Юдит Герман - Летний домик, позже
Обзор книги Юдит Герман - Летний домик, позже
Юдит Герман
Летний домик, позже
Посвящается Ф. М. и М. М.
The doctor says, I'll be alright
But I'm feelin blue.
Красные кораллы
Мой единственный визит к психотерапевту стоил мне красного кораллового браслета и моего возлюбленного.
Красный коралловый браслет был из России. Точнее, он был из Петербурга, ему было больше ста лет, моя прабабушка носила его на левой руке, он убил моего прадедушку. И эту историю я хочу рассказать? Я в этом не уверена.
Моя прабабушка была красавицей. Она приехала в Россию с моим прадедушкой, чтобы прадедушка строил печи для русского народа. Прадедушка занял большую квартиру на Васильевском острове в городе Петербурге. Васильевский остров омывается Большой и Малой Невой, и если встать на цыпочки и выглянуть из окна квартиры на Малом проспекте, можно увидеть реку и большую Кронштадтскую бухту. Но прабабушка не хотела видеть ни реку, ни Кронштадтскую бухту, ни высокие стройные здания Малого проспекта. Она не хотела видеть из окна чужбину. Она задергивала красные бархатные шторы, закрывала двери, ковры поглощали все звуки, и прабабушка сидела на диване, в креслах, на кровати с балдахином, покачиваясь взад и вперед, тоскуя по Германии. В этой большой квартире на Малом проспекте свет всегда был сумрачным, как на дне моря, и, может быть, моей прабабушке казалось, что чужая сторона, Петербург и вся Россия, — ни что иное, как глубокий непонятный сон, от которого она скоро очнется.
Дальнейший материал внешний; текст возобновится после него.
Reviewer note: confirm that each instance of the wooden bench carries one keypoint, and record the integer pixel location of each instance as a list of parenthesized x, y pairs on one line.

Тем временем мой прадедушка ездил по стране и строил печи для русского народа. Он строил шахтные печи, и слоевые топки, и пламенные печи, и печи Ливермора. Его подолгу не было дома. Он писал моей прабабушке письма, и когда они приходили, она немного приоткрывала тяжелые красные бархатные шторы, впускала в комнату узкую полоску дневного света и читала:
«Я хочу тебе объяснить, что печь Газенклевера, которую мы здесь строим, состоит из муфелей, соединенных друг с другом вертикальными каналами, и они нагреваются пламенем обжиговой печи — ты помнишь полую печь, которую я построил в Бломешенской пустоши в Гольштейне, она тебе тогда еще особенно понравилась — вот теперь и в печи Газенклевера руда будет через отверстия попадать в верхний муфель и…»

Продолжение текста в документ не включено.